Com manifestações nos principais Estados produtores, os agricultores pretendiam chamar a atenção do País para as dificuldades que estão enfrentando. Longos comboios formados por tratores, caminhões e ônibus que se dirigiram a sedes regionais de órgãos do governo federal que atuam na área agrícola, estradas fechadas e interrupção de atividades bancárias serviram para mostrar o descontentamento dos produtores rurais de diferentes regiões. Registraram-se atos de protesto em Goiás, Mato Grosso, Mato Grosso do Sul, Paraná, Rio Grande do Sul, São Paulo, Minas Gerais, Tocantins, Bahia, Maranhão, Pará e Piauí. São muitas, de fato, as dificuldades que o campo enfrenta. Queda dos preços internacionais de importantes produtos, aumento dos custos, câmbio desfavorável para as exportações e, em algumas regiões, a quebra da produção provocada pela seca mudaram o ambiente no campo. A crise ocorre depois de três anos em que a produção bateu recordes sucessivos e propiciou o crescimento da renda do campo. Com a mudança da situação, os produtores agora reivindicam, entre outras coisas, renegociação de suas dívidas e garantias para o plantio da safra 2005-2006.

Para muitos agricultores, a situação tornou-se insustentável, o que deu um tom dramático aos protestos e os tornou ainda mais significativos.

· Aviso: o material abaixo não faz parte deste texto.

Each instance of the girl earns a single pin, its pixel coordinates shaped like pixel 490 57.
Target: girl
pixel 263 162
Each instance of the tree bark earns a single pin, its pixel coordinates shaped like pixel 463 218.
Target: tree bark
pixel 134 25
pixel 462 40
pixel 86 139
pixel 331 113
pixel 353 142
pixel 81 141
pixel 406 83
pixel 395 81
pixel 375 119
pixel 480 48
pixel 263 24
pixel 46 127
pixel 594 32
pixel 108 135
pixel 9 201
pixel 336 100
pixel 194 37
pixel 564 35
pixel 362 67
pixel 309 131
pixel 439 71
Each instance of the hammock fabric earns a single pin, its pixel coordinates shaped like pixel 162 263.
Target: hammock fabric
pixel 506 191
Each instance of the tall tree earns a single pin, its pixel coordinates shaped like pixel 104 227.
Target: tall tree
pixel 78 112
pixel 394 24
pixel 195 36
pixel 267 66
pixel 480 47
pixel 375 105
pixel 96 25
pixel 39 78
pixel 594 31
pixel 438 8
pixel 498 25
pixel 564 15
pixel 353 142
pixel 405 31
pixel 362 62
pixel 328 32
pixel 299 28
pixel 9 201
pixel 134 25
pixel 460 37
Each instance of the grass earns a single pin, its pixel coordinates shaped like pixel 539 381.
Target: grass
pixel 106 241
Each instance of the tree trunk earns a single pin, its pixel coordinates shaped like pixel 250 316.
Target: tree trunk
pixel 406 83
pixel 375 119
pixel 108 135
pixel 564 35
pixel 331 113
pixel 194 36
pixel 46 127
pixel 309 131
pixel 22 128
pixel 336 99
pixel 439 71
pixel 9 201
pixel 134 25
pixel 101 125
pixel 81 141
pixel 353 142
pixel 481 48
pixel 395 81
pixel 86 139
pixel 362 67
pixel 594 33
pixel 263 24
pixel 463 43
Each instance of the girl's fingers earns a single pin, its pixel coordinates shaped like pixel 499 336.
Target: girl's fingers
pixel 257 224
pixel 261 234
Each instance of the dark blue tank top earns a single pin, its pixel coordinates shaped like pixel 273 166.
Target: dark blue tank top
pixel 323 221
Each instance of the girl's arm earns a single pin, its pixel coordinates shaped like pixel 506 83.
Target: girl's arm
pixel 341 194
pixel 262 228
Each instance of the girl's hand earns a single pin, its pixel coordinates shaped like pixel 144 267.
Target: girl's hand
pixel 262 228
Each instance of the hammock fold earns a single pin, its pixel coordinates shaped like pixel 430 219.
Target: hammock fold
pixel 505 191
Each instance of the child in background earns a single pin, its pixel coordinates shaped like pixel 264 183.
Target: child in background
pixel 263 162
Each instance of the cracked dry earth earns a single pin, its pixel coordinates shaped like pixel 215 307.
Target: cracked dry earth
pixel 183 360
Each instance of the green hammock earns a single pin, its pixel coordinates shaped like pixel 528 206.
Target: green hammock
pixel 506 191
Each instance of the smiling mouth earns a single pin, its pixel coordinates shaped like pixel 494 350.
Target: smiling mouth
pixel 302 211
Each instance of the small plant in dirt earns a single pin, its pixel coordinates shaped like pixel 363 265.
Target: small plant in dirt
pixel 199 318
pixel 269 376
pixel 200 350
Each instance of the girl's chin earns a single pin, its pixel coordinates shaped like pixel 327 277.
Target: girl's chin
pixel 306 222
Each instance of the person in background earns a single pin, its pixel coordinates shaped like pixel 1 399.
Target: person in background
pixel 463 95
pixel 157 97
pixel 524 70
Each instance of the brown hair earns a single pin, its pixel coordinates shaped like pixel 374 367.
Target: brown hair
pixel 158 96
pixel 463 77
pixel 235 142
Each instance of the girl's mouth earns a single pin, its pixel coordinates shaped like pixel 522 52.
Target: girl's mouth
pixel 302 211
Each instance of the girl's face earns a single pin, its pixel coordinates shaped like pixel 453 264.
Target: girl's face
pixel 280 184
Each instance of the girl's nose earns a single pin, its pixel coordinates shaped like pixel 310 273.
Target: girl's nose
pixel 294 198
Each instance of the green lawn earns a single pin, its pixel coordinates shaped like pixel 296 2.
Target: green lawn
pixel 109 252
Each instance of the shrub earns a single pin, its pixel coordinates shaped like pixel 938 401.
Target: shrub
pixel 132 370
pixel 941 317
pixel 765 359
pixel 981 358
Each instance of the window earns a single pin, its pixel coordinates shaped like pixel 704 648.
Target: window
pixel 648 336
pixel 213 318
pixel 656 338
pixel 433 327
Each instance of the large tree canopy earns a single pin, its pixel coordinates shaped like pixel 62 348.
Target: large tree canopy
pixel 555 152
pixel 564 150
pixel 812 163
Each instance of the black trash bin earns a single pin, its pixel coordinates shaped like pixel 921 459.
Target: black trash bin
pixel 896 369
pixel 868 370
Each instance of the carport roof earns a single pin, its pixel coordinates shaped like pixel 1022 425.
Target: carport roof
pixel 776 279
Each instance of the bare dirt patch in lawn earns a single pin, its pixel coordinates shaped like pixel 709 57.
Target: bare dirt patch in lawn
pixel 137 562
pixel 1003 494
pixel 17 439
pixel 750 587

Mesmo assim, nessa questão o governo deve agir com frieza e racionalidade, examinando cada situação que lhe for apresentada e apoiando de maneira eficaz aqueles que efetivamente necessitam de ajuda. Mas é preciso separar o joio do trigo.

Os representantes dos agricultores no Congresso, reunidos na "bancada ruralista", conseguiram, em diferentes momentos, impor ao governo a renegociação das dívidas dos produtores. De acordo com estimativas do Ministério da Agricultura, divulgadas pelo jornal Valor, o estoque das dívidas renegociadas é de cerca de R$ 30 bilhões. Mas, mesmo renegociadas em condições muito vantajosas para os devedores, essas dívidas, em boa parte, não estão sendo pagas.

O caso do Banco do Brasil é notável. De seus empréstimos de R$ 10,1 bilhões que não são pagos há mais de 60 dias, 90% se referem a compromissos parcelados na renegociação concluída em 2001. E a maior parcela da dívida não paga é de responsabilidade de médios e grandes agricultores, visto que apenas 5% do total em atraso correspondem a contratos de valor inferior a R$ 50 mil.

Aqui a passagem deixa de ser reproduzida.